Der Kampf um Anerkennung und eine positive Identität prägt den Prozess des „Zusammenwachsens“ von Ost- und Westdeutschland seit der Wende. Der Sozialwissenschaftler Thomas Ahbe konstatiert:
„1990, im Jahr der deutschen Einheit, deutete nichts darauf hin, dass man sich noch Jahre später in Politik und Wissenschaft mit einer besonderen ostdeutschen Identität beschäftigen würde. Denn vor den alles entscheidenden Volkskammerwahlen am 18. März 1990 verstanden sich nur noch 32 Prozent der DDR-Bürger als Ostdeutsche – dagegen sahen sich 61 Prozent der DDR-Bürger als Deutsche. Das Bild war also eindeutig. Die Sonder-Identität ‚Ex-DDR‘ oder ‚ostdeutsch‘ schien zu verschwinden.“
Vor diesem Hintergrund stellt sich die Frage, ob die öffentliche Unterscheidung in „ost-“ und „westdeutsch“ mit dem individuellen Erleben korrespondiert, oder ob im Alltag der Ostdeutschen diese Attribute möglicherweise gar nicht mehr so relevant sind.
Narrative, Medien und Identität
Ost versus West ist bis heute im medialen Diskurs eine feste symbolische Ordnungs- und Abgrenzungskategorisierung und keine primär geografische Einordnung.
Kollektive Narrative prägen die Konstruktion der eigenen Identität der Menschen.
Von der Theorie zur Methode
Ziel unserer Studie war es, die Fragestellung mit Hilfe qualitativer Interviews zu explorieren. Den theoretischen Rahmen bildeten – neben den oben dargelegten Überlegungen zum Stellenwert kollektiver Narrative – Bezüge zur Theorie sozialer Identität und zum Konzept des sozialen Vergleichs als Mechanismus der Herstellung sozialer Identität über Distinktionsprozesse. Nach den Sozialpsychologen Henri Tajfel und John Charles Turner liefern soziale Zugehörigkeiten (und damit kollektive Narrative) einen wichtigen Beitrag zum Selbstwertgefühl eines Menschen.

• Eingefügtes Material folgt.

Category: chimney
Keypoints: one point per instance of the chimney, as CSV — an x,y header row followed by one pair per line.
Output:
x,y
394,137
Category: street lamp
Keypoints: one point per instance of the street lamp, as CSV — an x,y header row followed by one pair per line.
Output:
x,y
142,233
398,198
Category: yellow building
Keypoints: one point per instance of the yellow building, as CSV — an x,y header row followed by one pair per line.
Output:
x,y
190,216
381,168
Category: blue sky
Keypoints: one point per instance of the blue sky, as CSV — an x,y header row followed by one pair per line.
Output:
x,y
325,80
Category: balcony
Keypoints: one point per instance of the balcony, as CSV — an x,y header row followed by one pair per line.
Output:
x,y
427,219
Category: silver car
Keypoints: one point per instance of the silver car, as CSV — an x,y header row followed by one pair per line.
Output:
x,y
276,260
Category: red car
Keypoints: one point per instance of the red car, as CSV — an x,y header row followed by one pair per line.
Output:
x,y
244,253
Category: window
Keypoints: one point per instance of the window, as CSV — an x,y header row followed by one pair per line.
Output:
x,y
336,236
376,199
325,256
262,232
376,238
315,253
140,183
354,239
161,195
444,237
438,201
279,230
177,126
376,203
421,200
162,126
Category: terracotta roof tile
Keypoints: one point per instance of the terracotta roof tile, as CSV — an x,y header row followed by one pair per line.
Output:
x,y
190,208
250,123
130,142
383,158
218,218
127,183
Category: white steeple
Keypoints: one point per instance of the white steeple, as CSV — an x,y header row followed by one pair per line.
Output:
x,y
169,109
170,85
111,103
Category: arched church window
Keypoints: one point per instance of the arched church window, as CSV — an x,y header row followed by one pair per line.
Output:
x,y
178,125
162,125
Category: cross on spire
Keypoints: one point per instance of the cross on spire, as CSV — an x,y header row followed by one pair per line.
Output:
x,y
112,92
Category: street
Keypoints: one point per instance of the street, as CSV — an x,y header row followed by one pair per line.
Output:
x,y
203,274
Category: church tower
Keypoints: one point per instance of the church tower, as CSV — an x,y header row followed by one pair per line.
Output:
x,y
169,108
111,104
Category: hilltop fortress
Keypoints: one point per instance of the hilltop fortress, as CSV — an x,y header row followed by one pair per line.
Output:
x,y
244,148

Da das Ergründen der Relevanz ein Ziel unserer Befragung war, sollte eine möglichst geringe Relevanz durch die Befragung selbst erzeugt werden. Dabei waren wir uns darüber bewusst, dass dies natürlich nicht völlig zu vermeiden ist, da das Gespräch nicht ohne Anlass geführt werden kann. Da in den Pretestinterviews bereits deutlich wurde, dass die Befragten sehr wenig mit der Thematik anfangen konnten, haben wir uns für einen Leitfaden entschieden. Diesen haben wir relativ kurz und offen gehalten, mit möglichst wenigen Vorgaben. So wurde beispielsweise eine Referenz zum Westen nicht explizit von den Interviewern erwähnt. Methodisch haben wir uns dabei an den Vorgaben von Strübing und Hopf
Ergebnisse
Einzelfallanalyse
Die erste Interviewpartnerin ist 27 Jahre alt, Diplom-Ingenieurin und wohnt seit drei Jahren in Westdeutschland. Die Person verneint sehr entschieden die Relevanz ihrer ostdeutschen Herkunft. Sie verbindet mit Ostdeutschland den „Trabi – sonst nix“ und konstatiert: „Ostdeutschland gibt es seit 1990 nicht mehr. Das verbinde ich mit Ostdeutschland“. Aus ihrer Sicht wird das Thema nur in den Medien fortgeführt. Sie spricht weder in der Familie noch im Freundeskreis über das Thema. „Es gibt keine Unterschiede“. Im Interview offenbart sich nur in einer kurzen Aussage, dass die negative Sicht auf den Osten als „Nazi-Land“ sie traurig mache. Sie betont, dass es im Westen genauso viele Nazis gebe. An dieser Stelle des Interviews kommt kurz an die Oberfläche, was man unterschwellig spürt. Sie verteidigt Ostdeutschland – es berührt sie aber angeblich nur deshalb, weil „irgendwelche Leute meinen, sie müsste sich angesprochen fühlen“. Offenbar wird dieses Thema in Westdeutschland oft an sie herangetragen, ohne dass sie es möchte. Sie wehrt es ab, aber gerade dadurch wird es sehr salient, obwohl sie dies verneint. Sie wünscht sich, dass das Thema bedeutungslos sei und „dass alle gleich sind“.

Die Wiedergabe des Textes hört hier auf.